Second paragraph of third chapter:

It was the first thing Jonas noticed as he looked at the newchild peering up curiously from the basket. The pale eyes.

Jonas lives in a future society where all roles are assigned to each citizen for life at the age of twelve; parenting is sort of communal; thought and speech are rigidly controlled; and the dirty secret is euthanasia of the elderly, disabled and misfits. It's quite a short book, in the course of which Jonas allies with a wise old man whose role is to experience and retain painful memories so that the rest of the people won't be bothered; and eventually our hero escapes – but to what?

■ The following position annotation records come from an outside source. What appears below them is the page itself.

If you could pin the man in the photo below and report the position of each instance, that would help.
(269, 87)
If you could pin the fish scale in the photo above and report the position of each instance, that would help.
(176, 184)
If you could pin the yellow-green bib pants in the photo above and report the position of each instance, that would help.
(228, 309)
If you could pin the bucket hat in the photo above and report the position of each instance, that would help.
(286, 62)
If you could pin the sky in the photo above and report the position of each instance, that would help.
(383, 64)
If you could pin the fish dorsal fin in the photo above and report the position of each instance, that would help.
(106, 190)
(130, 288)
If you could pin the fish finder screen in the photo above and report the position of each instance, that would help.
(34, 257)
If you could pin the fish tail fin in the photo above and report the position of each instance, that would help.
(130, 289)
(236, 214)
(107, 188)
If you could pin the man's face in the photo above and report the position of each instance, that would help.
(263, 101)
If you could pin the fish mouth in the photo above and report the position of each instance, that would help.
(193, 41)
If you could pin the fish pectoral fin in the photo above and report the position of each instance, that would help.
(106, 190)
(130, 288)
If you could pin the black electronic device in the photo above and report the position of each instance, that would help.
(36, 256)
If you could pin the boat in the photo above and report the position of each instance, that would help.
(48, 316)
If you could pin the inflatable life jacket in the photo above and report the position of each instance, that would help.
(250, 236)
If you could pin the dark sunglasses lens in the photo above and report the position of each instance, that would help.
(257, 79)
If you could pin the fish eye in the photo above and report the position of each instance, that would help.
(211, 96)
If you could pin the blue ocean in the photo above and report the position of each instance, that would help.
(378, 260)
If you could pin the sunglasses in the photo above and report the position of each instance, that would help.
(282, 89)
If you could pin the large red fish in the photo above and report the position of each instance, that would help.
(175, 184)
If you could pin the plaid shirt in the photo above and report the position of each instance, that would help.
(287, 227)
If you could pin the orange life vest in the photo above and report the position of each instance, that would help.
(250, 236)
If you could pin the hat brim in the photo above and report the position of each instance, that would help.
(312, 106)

Somehow this got onto my wishlist (on a recs list backed by ) and I got it for myself with a Christmas book token. It scores very highly on the Goodreads/LibraryThing stats, which suggests that it's a course book for a lot of American schools. I am not sure that I rate it all that highly myself. I don't really see what Lowry is pushing back against, unless it's the general idea of conformity and sameness and a defence of individuality. Living as I do in a country with a relatively liberal euthanasia law, I think that subject can also be treated with more nuance than it gets here. Still, what do I know? It won the Newbery Medal. You can get it here.

This was my top unread sf book, and my top unread book by a woman. Next on both lists is The Tiger's Wife, by Tea Olbreht.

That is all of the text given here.